What is a Culture War? In America, it generally means an angry squabbling over such issues as the proper role of religion and traditional culture in the public square. Should public schools teach evolution? Does a fetus have equal human rights? Should homosexuals be allowed to marry?
Recent headlines demonstrate the terrifying possibilities of other forms of culture war. In central Nigeria, for instance, Islamic militant group Boko Haram has sharpened a bloody conflict between Muslims and Christians. The organization has bombed Christian churches and killed Christians who would not convert to Islam.
Could such atrocity result from America’s milder culture wars? After all, America is no stranger to intensely violent civil war. It’s not hard to imagine a new breakout. Jonny Scaramanga of Leaving Fundamentalism has argued recently how easy it is to envision a Bible-Christian theology of suicide bombing. And unfortunately we don’t even need to imagine. With shootings of abortion providers and murders of homosexuals, not to mention generations of lynchings and white-supremacist violence, Fundamentalist America has proven itself capable of war, genocide, and atrocity.The Left, too, has shown its teeth.
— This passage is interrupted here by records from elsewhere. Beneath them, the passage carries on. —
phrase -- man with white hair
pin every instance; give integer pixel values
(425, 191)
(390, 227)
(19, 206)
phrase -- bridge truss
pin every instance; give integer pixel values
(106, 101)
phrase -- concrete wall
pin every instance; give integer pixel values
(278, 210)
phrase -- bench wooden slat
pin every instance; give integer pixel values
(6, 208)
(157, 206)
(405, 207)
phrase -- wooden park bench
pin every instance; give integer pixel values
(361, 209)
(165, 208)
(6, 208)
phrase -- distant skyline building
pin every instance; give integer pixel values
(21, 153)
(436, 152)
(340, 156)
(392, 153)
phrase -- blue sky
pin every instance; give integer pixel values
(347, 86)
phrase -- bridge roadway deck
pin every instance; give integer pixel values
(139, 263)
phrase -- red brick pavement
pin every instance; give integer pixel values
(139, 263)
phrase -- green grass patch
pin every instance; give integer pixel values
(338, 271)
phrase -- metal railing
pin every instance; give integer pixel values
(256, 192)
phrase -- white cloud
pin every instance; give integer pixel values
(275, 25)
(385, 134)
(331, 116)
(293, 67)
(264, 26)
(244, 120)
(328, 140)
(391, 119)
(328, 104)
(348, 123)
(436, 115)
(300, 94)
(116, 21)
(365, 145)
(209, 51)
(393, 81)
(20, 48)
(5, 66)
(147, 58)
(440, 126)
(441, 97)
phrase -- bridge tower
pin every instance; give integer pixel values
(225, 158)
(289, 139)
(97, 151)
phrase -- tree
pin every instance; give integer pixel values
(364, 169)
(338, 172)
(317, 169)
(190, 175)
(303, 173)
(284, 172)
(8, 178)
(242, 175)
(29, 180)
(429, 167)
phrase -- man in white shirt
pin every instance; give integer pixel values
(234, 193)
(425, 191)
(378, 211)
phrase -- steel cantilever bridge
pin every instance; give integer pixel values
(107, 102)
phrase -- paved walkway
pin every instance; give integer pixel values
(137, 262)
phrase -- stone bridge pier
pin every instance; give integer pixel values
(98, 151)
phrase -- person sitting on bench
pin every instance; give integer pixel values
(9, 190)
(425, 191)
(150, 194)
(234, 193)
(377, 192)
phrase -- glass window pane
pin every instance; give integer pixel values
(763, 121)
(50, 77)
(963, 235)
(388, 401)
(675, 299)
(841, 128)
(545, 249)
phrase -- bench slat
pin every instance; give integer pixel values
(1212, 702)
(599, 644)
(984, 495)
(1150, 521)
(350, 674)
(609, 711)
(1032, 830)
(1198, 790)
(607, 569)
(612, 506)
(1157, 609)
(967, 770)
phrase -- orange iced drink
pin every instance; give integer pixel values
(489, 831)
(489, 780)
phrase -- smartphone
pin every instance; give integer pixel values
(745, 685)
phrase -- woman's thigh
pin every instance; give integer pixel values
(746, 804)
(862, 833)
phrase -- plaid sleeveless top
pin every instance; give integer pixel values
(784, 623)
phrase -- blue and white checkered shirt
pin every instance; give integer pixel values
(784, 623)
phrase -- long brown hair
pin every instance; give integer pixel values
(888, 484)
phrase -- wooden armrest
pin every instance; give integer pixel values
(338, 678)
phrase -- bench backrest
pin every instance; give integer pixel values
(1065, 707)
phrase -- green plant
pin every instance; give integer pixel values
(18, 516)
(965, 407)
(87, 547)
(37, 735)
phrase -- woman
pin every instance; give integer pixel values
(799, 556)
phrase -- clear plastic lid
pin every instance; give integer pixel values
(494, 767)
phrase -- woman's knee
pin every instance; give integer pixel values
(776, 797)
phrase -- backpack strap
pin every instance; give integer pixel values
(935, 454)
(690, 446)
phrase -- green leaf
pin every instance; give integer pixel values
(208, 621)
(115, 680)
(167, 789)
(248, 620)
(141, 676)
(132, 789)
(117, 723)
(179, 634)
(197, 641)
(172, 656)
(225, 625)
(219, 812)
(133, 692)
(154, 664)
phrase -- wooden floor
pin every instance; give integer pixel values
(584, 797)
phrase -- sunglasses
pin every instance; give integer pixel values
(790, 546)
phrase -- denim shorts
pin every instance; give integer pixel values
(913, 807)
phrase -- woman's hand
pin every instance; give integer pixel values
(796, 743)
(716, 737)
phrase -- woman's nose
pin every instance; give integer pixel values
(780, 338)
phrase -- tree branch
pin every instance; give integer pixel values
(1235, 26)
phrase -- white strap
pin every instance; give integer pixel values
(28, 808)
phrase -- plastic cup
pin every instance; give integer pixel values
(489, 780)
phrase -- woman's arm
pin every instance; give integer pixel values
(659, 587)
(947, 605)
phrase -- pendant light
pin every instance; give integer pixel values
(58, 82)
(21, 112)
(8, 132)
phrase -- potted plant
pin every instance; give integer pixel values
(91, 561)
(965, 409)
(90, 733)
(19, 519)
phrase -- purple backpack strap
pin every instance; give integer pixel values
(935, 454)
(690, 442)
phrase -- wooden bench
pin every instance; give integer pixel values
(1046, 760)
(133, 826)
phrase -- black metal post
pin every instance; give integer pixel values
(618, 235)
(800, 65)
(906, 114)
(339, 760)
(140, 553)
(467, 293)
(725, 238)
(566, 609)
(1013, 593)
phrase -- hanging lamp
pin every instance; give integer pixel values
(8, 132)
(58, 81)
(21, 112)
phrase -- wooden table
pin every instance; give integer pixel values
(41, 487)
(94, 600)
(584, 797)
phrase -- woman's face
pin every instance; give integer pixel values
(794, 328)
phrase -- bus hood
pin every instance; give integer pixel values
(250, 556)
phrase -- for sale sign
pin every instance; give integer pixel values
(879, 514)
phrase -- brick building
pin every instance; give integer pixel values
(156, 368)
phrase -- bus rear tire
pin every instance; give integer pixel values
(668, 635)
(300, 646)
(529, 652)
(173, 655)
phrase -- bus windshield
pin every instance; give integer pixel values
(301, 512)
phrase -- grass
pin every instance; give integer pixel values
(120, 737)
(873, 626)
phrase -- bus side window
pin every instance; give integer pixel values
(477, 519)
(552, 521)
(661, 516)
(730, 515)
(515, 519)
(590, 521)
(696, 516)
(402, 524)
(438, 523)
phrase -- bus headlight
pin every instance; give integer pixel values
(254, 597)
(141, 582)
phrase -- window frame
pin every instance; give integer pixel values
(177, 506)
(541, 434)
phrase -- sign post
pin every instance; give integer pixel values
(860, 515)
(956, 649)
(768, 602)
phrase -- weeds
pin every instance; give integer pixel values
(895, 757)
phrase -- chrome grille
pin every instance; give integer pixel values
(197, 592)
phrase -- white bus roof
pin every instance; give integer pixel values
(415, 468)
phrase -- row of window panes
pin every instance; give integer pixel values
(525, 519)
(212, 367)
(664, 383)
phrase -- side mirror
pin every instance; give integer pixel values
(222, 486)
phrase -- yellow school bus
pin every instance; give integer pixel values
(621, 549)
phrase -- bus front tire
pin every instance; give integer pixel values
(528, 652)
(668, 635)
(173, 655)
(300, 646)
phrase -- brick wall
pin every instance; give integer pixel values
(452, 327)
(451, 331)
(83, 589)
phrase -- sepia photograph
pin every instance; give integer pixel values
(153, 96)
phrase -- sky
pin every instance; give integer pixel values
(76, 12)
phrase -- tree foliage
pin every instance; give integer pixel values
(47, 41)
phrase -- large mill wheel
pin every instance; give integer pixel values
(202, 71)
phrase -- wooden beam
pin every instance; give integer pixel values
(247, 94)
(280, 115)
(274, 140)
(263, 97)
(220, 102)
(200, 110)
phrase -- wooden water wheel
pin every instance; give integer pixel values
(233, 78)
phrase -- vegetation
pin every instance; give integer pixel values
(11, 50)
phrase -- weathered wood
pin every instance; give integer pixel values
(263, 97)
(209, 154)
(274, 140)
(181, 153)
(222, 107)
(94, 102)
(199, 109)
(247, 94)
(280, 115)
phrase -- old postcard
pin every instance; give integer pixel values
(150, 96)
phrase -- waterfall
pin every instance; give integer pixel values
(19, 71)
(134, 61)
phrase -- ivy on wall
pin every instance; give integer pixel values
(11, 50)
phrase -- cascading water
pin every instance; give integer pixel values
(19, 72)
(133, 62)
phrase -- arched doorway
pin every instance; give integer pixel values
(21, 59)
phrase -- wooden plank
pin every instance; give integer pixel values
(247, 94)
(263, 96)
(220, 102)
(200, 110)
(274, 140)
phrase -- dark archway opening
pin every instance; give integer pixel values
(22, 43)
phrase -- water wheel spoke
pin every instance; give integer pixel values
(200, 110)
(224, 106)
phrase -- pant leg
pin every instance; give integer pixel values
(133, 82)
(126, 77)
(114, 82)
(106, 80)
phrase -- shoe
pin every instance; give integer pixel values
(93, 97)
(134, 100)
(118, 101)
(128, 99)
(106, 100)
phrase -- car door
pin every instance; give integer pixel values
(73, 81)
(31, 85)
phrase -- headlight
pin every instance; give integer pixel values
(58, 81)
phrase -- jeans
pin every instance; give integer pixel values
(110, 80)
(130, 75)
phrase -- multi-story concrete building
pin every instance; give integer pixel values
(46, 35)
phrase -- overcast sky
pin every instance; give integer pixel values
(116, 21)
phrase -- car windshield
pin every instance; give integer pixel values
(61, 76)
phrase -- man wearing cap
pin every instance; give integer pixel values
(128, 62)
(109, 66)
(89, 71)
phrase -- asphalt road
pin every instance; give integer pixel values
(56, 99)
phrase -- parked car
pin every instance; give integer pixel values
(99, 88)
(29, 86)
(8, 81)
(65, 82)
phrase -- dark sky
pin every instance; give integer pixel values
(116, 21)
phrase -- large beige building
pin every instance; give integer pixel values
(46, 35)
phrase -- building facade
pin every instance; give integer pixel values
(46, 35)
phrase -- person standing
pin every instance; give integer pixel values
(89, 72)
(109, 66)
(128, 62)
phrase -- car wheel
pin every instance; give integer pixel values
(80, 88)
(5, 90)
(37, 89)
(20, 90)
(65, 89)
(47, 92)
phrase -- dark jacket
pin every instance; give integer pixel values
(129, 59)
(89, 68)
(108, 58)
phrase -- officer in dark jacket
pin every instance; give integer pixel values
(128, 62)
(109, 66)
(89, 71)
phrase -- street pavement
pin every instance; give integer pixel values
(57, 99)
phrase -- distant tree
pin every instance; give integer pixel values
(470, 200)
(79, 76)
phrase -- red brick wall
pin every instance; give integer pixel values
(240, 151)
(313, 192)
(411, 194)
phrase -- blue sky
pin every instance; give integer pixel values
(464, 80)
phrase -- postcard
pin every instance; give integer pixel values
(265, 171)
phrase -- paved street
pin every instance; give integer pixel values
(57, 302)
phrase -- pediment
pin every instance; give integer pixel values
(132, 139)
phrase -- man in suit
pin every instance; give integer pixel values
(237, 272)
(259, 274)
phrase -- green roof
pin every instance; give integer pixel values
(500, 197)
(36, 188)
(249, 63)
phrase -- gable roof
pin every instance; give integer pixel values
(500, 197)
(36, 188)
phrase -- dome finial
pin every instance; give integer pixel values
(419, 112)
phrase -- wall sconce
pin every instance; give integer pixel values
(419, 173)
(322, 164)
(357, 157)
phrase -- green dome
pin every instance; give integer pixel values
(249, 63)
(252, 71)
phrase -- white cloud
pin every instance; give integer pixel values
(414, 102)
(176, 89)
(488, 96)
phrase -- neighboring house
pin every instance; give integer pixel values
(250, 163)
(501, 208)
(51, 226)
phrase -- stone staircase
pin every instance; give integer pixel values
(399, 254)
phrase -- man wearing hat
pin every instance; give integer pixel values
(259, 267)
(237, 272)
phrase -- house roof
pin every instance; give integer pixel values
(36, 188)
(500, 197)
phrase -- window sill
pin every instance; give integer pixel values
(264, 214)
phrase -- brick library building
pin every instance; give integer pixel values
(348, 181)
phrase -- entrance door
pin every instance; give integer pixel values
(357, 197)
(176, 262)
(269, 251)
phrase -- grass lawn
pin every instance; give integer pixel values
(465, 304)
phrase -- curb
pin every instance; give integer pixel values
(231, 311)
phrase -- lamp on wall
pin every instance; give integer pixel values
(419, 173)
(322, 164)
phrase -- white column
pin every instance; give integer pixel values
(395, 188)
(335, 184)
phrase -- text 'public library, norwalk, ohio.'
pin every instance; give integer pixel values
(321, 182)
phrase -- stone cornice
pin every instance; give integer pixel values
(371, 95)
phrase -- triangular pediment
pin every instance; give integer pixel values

When the Students for a Democratic Society splintered in the late 1960s, the Weather Underground faction devoted itself to a nearly suicidal campaign of bombings. More recently, too, angry anti-fundamentalists such as Dan Savage have demonstrated their willingness to demean and belittle their Christian audiences.
Now, we need to be careful here. There is a vast gulf between Dan Savage’s culture-war anger and the bombing of churches. There is also, thankfully, a huge divide between ardent advocacy for a more thoroughly Biblical public culture and pogroms. The point, though, is that the aggressive bombast of America’s culture warriors makes it depressingly easy to imagine an America in which culture war turns into real war.
At the risk of sounding apocalyptic, let’s imagine some of the ways America’s culture wars might escalate into something far more horrific.
1.) Geographic contiguity. If two or more regions developed a sense of beleaguered cultural identity, those identities could form the bases of separate warring nations. For instance, when the eleven states of the Confederacy determined that their interests were no longer defended in the Federal government, they seceded. Similarly, during the War of 1812, the Hartford Convention nearly led to the secession of the Northeast. In today’s politics, we can see some sense of a sharpening coastal/flyover divide, a red state/blue state antagonism.
2.) Connection of culture issues to existing racial/ethnic/religious divisions. These divisions have often proved the most explosive in American history. Wars and riots among groups such as Native Americans, Irish-Catholic Americans, and African Americans have burned America’s cities and bloodied America’s plains. Were similar connections be made between ethnic status and religious affiliation, similar violence could certainly emerge again.
Our hopes, of course, remain high that America’s culture wars will mitigate, not escalate. The purpose of this blog is to build intellectual bridges between Fundamentalist America and its critics.
Nevertheless, the depressing norm from history and current world events is for culture wars to attach themselves like lampreys to other sorts of conflicts, escalating the bloodshed as each side sees itself as holy warriors in a righteous cause.